Anyone have a $999,999.99 for this bad boy? I thought they were kidding when I saw the price. Apparently this is one of their new prototypes through czcustom. 
CZ 92 BABY PRO-TEK

Can't wait for these to become a production model. :mrgreen:


----------



## group17

.25 cal? 
What a waste. 
Should be a 380 or 9mm or at the least a .22 
Price? website under construction.


----------



## Shipwreck

Too pricey for me... I think I'd rather buy a mansion


----------



## recoilguy

For that kind of money I want an attached garage and a dock and a boat lift in the front yard.

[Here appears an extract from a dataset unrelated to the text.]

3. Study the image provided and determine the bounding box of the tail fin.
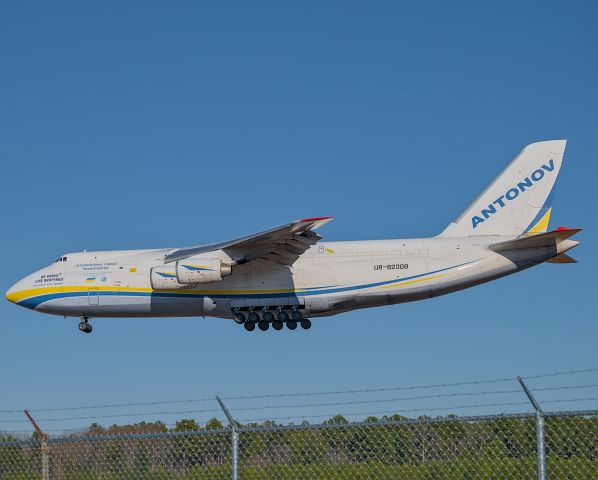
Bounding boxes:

It is a cool lookking little thing. I hope the use the platform and make a .380 or some other similar gun other then a .25

RCG


----------



## Steve M1911A1

*How to Protect Yourself From Harm, With a .25 ACP Pistol:*
Cover the whole gun with a thick coat of Vaseline.
Why?
Because when you shoot a BG with your .25, you'll make him so angry that he'll shove that little gun up you-know-where, and that's when the Vaseline will keep you from harm.


----------



## EliWolfe

Steve M1911A1 said:


> *How to Protect Yourself From Harm, With a .25 ACP Pistol:*
> Cover the whole gun with a thick coat of Vaseline.
> Why?
> Because when you shoot a BG with your .25, you'll make him so angry that he'll shove that little gun up you-know-where, and that's when the Vaseline will keep you from harm.


Good point there Steve, but methinks it better to show ye BG the "BABY Protek" moniker proudly displayed on the slide and hope that he henceforth becomes incapacitated or dead from the resulting laugh attack.
Eli :mrgreen:


----------



## dondavis3

:anim_lol:

+1 Steve M1911A1

:anim_lol:


----------



## redpenguin01

Well.. I guess on a more serious note, I had a friend killed from one shot with a .22 caliber. So its not completely out of the question with its effectiveness. Although, I agree that a .380 would be a more desirable platform.


----------



## guard dog

Even a .22LR is more powerful than a .25 cal
If they wanted to make a better product they 
should have gone rimless. Cheaper to shoot.


----------